The full bench of the Fair Work Commission undertook an exhaustive review of the facts and arguments relating to the issue on 7 October 2021 of a site access requirement that employees and others not enter the Mt Arthur open cut coal mine at Muswellbrook in New South Wales after 9 November 2021 unless they could demonstrate that they had had at least a first dose of an approved COVID-19 vaccine.

The case was significant because, unlike in Victoria, there was no public health order in New South Wales mandating vaccination generally let alone for coalminers, which provided a legal basis for the site access requirement.

Apart from that there was nothing in the operative enterprise agreement or the mine employees’ contracts, which provided an explicit legal basis for the site access requirement.

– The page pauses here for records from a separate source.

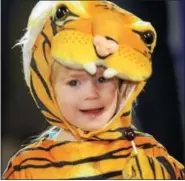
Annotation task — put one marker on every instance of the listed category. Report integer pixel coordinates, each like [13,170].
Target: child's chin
[93,125]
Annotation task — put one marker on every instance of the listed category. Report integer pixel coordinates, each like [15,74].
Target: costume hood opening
[67,31]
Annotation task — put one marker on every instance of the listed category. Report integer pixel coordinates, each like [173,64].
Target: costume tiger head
[70,32]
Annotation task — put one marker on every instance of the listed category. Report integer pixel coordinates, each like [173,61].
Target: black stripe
[162,169]
[99,177]
[42,148]
[9,166]
[67,163]
[52,120]
[35,68]
[168,166]
[125,114]
[53,26]
[152,166]
[41,106]
[45,42]
[63,143]
[138,166]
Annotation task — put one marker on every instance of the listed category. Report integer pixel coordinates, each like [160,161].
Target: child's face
[86,101]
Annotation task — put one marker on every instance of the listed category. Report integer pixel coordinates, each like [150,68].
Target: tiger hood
[63,31]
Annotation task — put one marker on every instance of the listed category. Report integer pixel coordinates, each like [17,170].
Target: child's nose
[92,92]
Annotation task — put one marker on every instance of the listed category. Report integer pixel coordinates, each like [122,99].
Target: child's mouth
[93,112]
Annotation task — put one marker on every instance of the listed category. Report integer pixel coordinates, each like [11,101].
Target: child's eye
[102,80]
[73,83]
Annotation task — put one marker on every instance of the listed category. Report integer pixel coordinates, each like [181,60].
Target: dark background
[160,109]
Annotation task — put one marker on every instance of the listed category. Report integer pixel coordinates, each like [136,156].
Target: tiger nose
[104,46]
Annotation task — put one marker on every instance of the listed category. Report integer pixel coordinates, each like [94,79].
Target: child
[85,62]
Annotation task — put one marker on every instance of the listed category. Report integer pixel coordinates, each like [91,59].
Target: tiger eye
[148,37]
[61,12]
[129,134]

Therefore for the full bench to uphold the site access requirement it had to be satisfied that it was a lawful and reasonable direction that employees were required to follow.

It is an accepted proposition that implied into all contracts of employment is a requirement that employees follow the lawful and reasonable directions of their employer.

Although the full bench found that Mt Arthur, and its parent company, BHP, had been educating the workforce since August 2021 on the benefits of vaccination and was prepared to assist in answering questions, through an email letterbox, it was not satisfied that genuine consultation had taken place with the employees and their unions before the announcement of the site access requirement.

The telling point appears to have been that there was a failure of Mt Arthur to comply with its obligations under the Workplace Health and Safety Act of New South Wales in deciding whether consultation had in fact taken place.

Another factor that may have persuaded the full bench to rule against the site access requirement being lawful and reasonable was that the Muswellbrook local government area in which the mine was located had high vaccination rates without mandatory vaccination needing  to occur.

In the broader context, the full bench adopted or accepted a number of propositions concerning consultation in a general sense.

For example, a right to be consulted does not equal a right to veto a decision that an employer may make. Nor is consultation an exercise in collaborative decision making but a genuine opportunity to be heard about subjects before any final decision is made. Implicit in the consultation process is the opportunity to persuade the decision maker to adopt a different course of action.

As the site access requirement was presented as a fait accompli, affected employees and their unions had no opportunity to persuade Mr Arthur to another decision that may have achieved the same objective as the site access requirement.